Dr Ruhakana Rugunda is in Apac representing President Yoweri Museveni at the launch of the second universal coverage of long lasting insecticide treated nets (LLIN) .

The campaign is intended to complement other government efforts to bring down the incidence of malaria in the country.

One net will be given to at least two registered people in each household.The last similar campaign launched in 2013 led to a major reduction in malaria prevalence from 42% to 19%.

This comes amidst reports that access to anti-malaria drugs is becoming more difficult as retailers in privately owned health facilities continue to charge exorbitant prices in spite of government subsidies, a new study has revealed.

A report on monitoring availability and prices for-co-paid artemisinin combination therapies (ACTs) in the private sector in Uganda revealed that while 87 per cent of co-paid malaria drugs are available in the market, however, the final retail price is prohibitive for the rural population.

For instance, while the manufacturers charge a median price of UShs900 ($0.25) for a six by four pack, which is a complete dosage, wholesalers’ offer it at median cost of Ush2,000 ($0.55) and the prices double to a median of Ushs4,000 ($1.11) at retail. The six-by-four pack is the most preferred malaria treatment.

“We have already paid 70 per cent of the costs of the drugs to the manufacturers, so we do not expect the prices to be too high at retail. The public should report facilities that are charging high prices for branded ACT,” said Jimmy Opigo, programme manager at the Ministry of Health.

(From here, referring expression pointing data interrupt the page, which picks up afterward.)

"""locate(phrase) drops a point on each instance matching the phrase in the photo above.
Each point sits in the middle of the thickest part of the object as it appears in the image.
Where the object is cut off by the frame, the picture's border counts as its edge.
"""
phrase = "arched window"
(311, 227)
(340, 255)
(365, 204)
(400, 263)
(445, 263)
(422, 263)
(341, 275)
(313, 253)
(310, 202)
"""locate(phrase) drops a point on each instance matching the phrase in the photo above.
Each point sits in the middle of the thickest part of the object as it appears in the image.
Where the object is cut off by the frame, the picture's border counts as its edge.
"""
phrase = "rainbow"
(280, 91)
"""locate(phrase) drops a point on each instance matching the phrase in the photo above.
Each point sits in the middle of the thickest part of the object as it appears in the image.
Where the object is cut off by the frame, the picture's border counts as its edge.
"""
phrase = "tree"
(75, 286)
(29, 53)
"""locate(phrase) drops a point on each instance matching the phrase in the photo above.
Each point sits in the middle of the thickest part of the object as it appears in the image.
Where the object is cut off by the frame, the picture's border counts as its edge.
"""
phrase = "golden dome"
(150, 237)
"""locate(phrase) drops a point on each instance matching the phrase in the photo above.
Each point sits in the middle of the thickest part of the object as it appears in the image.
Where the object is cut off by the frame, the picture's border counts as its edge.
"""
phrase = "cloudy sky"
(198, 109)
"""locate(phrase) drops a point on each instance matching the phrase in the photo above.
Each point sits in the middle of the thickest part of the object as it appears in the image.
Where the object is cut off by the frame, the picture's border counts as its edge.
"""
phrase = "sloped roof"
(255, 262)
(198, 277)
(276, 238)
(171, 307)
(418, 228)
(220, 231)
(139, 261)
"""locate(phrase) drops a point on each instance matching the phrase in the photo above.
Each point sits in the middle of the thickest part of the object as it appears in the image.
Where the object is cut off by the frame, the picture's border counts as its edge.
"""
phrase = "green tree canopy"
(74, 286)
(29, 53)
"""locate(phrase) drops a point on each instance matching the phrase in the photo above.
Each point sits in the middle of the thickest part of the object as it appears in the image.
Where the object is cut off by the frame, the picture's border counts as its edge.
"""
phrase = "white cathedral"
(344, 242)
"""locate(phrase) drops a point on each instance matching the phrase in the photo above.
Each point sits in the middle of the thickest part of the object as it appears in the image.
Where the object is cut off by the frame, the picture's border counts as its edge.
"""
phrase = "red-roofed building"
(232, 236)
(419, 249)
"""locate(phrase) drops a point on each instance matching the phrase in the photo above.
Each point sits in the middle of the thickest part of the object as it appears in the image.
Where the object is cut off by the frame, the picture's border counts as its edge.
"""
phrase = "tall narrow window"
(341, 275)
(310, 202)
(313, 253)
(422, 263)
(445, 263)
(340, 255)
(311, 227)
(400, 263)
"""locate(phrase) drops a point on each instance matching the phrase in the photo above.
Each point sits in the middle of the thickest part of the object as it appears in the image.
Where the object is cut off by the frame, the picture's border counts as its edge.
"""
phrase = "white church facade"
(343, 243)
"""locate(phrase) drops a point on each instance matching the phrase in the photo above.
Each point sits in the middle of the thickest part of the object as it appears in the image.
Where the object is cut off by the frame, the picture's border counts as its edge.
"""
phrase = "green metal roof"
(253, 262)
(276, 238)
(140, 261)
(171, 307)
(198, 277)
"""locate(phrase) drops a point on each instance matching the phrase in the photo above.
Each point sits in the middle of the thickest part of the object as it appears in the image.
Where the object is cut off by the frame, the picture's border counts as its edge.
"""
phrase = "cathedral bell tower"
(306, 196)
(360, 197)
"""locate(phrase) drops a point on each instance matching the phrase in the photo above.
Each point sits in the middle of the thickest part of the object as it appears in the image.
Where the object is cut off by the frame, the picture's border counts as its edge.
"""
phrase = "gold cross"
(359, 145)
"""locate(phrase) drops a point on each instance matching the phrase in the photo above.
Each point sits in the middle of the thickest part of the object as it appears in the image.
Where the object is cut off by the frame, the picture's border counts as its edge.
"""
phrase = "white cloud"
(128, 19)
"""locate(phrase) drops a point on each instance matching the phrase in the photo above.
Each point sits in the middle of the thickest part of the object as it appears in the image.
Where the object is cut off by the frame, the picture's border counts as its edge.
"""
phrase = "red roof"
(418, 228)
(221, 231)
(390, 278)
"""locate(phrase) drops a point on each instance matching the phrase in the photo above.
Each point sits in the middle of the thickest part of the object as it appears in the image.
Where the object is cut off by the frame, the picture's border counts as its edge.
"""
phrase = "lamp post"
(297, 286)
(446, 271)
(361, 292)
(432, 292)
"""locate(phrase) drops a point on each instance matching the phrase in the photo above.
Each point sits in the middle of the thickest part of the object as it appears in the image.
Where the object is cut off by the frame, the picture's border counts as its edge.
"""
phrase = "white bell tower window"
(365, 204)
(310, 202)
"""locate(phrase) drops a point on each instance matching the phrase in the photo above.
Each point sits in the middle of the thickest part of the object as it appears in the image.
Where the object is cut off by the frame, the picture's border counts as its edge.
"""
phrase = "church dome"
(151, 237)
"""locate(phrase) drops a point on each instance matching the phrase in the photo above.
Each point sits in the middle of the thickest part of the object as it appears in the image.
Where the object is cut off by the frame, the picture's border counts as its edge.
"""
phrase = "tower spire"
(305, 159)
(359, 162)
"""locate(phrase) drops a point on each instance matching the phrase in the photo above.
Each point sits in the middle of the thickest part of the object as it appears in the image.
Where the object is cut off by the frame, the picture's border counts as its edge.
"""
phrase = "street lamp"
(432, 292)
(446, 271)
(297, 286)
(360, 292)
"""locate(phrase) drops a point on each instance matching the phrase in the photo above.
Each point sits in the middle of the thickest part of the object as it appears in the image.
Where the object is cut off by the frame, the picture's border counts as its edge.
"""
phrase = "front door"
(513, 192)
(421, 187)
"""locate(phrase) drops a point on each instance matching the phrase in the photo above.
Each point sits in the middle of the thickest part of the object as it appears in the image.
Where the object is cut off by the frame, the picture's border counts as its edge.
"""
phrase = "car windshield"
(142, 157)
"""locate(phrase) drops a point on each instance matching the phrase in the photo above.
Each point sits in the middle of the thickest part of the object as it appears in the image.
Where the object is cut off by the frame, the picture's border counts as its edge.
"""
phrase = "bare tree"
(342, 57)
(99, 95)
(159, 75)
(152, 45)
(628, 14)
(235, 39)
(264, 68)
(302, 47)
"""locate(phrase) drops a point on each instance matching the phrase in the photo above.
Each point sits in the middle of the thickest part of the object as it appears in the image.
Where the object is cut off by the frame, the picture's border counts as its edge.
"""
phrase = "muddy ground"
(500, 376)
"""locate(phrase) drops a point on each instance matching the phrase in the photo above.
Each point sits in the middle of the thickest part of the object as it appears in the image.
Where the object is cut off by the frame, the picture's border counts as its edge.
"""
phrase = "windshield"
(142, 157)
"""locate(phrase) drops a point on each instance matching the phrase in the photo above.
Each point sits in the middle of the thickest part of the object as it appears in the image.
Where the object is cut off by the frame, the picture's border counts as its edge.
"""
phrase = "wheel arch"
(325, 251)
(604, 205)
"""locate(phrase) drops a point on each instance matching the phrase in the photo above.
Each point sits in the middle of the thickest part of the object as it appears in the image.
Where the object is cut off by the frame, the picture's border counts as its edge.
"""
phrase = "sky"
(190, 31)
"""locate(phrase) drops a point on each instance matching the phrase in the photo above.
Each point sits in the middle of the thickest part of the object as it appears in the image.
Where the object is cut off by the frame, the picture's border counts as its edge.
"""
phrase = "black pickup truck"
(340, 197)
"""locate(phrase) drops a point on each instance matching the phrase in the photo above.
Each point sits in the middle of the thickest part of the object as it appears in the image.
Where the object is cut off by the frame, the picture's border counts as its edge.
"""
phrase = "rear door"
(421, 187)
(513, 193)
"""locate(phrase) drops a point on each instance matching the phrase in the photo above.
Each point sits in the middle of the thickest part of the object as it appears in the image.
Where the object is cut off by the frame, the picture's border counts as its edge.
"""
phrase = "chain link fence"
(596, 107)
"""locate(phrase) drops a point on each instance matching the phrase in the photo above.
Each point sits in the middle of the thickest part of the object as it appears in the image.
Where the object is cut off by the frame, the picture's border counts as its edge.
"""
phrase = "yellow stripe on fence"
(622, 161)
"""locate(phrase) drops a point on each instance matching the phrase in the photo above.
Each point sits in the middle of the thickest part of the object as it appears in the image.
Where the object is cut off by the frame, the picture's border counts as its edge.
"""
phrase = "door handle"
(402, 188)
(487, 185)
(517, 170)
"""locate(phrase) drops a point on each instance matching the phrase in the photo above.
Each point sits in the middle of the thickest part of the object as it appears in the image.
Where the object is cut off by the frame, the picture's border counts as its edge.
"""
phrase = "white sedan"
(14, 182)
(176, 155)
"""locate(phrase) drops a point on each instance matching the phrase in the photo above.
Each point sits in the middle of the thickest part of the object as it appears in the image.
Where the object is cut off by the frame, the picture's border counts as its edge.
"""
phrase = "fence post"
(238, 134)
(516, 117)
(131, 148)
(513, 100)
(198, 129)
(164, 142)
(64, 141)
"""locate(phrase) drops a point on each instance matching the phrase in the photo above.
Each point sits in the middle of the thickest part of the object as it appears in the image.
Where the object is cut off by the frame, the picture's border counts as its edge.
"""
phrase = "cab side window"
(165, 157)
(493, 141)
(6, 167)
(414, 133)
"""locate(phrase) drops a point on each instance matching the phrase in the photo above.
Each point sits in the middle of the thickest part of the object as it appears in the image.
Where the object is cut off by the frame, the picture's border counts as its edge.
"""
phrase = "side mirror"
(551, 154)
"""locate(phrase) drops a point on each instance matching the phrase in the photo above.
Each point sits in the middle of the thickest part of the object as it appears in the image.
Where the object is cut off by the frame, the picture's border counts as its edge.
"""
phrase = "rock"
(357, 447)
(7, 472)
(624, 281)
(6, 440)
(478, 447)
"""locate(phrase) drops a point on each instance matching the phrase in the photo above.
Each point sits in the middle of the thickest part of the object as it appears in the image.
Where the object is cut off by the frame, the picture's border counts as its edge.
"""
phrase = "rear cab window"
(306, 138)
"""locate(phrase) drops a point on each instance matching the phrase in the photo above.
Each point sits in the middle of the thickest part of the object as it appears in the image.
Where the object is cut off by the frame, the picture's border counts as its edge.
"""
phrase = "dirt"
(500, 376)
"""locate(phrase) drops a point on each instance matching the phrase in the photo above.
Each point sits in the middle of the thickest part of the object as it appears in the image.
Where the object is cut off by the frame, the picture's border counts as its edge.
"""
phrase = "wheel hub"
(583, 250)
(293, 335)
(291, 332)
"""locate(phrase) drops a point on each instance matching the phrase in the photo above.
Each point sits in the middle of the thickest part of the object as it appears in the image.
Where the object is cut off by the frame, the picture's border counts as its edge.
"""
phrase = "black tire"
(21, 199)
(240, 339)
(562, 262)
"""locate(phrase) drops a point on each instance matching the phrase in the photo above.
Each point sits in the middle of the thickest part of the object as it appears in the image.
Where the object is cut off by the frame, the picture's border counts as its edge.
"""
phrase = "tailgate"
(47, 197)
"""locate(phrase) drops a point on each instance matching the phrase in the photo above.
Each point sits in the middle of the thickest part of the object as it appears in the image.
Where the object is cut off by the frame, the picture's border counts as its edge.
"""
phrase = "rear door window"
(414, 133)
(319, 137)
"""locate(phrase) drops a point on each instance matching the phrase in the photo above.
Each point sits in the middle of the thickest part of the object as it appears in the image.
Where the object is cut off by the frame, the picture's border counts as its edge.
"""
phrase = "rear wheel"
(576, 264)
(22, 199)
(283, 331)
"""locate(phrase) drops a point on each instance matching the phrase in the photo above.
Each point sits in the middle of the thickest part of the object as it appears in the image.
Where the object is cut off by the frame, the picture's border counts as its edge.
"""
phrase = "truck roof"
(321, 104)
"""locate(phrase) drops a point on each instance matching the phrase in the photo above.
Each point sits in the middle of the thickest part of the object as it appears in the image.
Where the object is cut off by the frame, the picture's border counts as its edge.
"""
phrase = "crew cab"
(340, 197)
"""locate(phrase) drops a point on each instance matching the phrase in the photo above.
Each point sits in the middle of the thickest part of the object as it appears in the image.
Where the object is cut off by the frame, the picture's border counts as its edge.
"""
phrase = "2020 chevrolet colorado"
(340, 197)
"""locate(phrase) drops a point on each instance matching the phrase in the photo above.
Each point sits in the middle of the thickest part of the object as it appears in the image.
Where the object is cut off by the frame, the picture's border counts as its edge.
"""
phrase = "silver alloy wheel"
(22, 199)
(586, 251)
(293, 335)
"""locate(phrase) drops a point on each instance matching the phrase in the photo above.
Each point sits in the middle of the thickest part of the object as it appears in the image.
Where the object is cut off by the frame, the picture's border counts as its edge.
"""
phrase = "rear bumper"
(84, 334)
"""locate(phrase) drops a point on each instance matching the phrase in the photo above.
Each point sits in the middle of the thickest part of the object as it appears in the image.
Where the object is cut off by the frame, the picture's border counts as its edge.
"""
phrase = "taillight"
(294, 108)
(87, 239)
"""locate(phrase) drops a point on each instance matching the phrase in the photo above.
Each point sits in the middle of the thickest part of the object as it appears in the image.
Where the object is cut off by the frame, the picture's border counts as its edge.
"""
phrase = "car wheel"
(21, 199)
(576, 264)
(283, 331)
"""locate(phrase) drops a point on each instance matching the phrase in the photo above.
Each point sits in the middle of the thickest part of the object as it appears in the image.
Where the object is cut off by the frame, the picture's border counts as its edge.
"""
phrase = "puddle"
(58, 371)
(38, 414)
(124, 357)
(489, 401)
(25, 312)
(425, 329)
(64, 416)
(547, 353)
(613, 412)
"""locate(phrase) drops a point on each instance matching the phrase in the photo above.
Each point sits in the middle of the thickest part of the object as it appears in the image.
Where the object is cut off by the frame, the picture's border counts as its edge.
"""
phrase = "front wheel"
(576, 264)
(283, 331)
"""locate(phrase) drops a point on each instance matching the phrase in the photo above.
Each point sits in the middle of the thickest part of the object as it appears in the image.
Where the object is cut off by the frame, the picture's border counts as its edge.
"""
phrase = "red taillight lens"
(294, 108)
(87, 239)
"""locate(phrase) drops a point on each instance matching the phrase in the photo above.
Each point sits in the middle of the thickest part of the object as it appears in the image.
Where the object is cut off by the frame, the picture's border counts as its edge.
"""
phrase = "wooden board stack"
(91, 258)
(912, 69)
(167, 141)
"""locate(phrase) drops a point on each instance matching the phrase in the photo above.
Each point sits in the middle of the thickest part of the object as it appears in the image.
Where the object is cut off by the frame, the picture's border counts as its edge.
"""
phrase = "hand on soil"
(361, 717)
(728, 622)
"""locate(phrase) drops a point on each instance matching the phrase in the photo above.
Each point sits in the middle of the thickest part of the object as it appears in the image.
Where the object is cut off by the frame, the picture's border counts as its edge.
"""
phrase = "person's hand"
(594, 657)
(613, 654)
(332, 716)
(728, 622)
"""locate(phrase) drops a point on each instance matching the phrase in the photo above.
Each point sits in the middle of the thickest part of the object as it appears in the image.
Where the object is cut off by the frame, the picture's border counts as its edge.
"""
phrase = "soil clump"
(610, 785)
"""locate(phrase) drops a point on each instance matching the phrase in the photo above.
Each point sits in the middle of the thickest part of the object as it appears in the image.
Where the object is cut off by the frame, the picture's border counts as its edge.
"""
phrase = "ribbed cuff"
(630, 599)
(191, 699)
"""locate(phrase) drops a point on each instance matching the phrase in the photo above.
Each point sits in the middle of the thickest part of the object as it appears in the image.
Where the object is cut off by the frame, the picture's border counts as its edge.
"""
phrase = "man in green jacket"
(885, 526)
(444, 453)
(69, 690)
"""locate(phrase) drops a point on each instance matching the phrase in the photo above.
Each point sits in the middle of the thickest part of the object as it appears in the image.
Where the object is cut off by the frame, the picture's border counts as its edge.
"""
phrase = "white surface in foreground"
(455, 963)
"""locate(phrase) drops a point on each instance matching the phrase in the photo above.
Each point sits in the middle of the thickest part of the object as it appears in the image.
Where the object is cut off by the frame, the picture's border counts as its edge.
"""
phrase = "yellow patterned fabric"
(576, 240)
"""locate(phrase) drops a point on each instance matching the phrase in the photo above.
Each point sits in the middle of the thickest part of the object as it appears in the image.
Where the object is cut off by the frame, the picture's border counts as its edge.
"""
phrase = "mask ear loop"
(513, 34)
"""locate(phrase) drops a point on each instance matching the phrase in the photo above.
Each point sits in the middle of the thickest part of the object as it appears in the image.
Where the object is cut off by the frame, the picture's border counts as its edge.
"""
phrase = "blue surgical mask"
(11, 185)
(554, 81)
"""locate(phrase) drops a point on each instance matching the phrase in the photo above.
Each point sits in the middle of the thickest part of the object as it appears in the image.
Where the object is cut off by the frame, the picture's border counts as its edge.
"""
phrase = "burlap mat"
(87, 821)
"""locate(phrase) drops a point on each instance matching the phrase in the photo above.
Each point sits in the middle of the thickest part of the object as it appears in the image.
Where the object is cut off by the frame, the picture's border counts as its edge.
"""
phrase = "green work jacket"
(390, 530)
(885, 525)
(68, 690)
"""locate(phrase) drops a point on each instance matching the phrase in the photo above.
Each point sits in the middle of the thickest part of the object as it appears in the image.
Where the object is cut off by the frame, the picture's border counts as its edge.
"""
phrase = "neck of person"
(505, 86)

“Half of our population gets malaria treatment from private facilities, but they are faced with price barriers. Yet if they delay treatment, the disease goes into a severe form; so, we need to bring the prices down,” added Dr Opigo.

The private sector is being subsidised with the aim of increasing access to affordable anti-malaria drugs after findings showed that half of the population gets treatment from the private sector, with the rural population paying a much higher price for co-paid ACTs.

Although the ACTs are free in public health facilities, a significant number of people are compelled to go to private facilities owing to frequent stock-outs, long queues and distance to government facilities said Denis Kibira, executive director, HEPS-Uganda, a non-governmental organisation that conducted the study.

The study was conducted in six regions — Central, Northern, West Nile, Western, South-western and Eastern Uganda — involving 477 private for profit facilities. The study was done between November and December 2016.
Exorbitant prices are one of the factors that prompted the government to shift malaria treatment from chloroquine and fansidar to ACTs, Dr Opigo added.

Currently, the subsidised ACT bears a green leaf brand where the Ministry of Health expects all private facilities irrespective of location not to charge more than a $1 per dose.


Ministry of Health statistics show that between 23 and 40 per cent of all outpatient clinic visitors and 50 per cent of all inpatient admissions are for malaria. Malaria management alone takes 10 per cent of the ministry’s budget.